小6の夏。先生が言った。「宿題は、うそ日記です。」

うそ日記とは、ただその日のことを書くのではない。自分でうそをちりばめ、広げて書かねばならない。いわば空想の世界の日記だ。
こわいのは、「うそ日記」は、自分の価値観を丸裸にするということだ。(このことは、大人になってから気づいた。)

自分は何を面白いと思っていて、もし制限がなければ(自由ならば)どんなことをしたいのかが、モロにわかるのだ。さらに、想像力も試される。

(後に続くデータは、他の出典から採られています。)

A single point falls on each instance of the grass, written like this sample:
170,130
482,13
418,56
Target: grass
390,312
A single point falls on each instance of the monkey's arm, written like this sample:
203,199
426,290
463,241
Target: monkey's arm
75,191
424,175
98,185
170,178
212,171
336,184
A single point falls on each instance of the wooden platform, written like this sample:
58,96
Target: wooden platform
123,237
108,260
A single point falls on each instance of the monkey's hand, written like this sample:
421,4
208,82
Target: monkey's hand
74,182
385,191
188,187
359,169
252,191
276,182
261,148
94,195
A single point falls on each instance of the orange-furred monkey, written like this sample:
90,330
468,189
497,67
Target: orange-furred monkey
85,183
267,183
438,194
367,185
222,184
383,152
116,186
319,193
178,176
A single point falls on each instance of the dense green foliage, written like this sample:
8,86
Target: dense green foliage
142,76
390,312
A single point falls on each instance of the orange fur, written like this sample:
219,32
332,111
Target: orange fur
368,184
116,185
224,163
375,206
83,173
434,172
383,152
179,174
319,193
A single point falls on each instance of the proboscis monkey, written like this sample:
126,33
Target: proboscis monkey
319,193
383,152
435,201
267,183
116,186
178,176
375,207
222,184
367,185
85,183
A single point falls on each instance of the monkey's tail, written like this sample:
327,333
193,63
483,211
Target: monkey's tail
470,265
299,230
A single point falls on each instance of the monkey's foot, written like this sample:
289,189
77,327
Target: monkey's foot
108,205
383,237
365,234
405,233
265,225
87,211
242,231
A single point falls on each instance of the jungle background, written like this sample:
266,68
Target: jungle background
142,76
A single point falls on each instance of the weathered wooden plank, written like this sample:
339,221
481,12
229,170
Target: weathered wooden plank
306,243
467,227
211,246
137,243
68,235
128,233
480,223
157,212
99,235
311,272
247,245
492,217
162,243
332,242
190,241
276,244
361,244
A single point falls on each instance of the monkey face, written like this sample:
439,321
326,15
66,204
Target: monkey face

説明を聞いたときには、「何それ、おもしろそう!」とウキウキしたのだけれど、実際に書いてみるとなかなか難しかった。
まず、どこにうそを入れるか、どんなうそにするか、どうやってうそを表現するかにも悩んだ。
結局、週末にあった出来事に少しアクシデントを加えて、なんとなーくゆるっと解決させ日記を締めくくった。

提出した日。帰りの会で、「◯◯のうそ日記が素晴らしい」とみんなの前で朗読した。

ああ、なんて自分の日記はつまらないんだろうと心底がっかりした。よーし、次こそはもっとワクワクするものを書くぞ!と密かに意気込んでいた。結局、うそ日記をつけることはなかった。たった一度きりの宿題だった。

たった一度きりだったのは、私たちがうそをつくことに慣れないためと、例が提示されたことで、うそ日記にオリジナリティが薄れるからだったのかなあと今になって思う。

この宿題のおかげで、私はよく"if"を考えるようになった。もし、自分だったらどうする?もし、今クマに遭遇したらどうする?もし、息子がトイレに間に合わなかったら?

だから、かばんがいつも重いのかもしれない。私のかばんの中身は「もしも」がいっぱい詰まっている。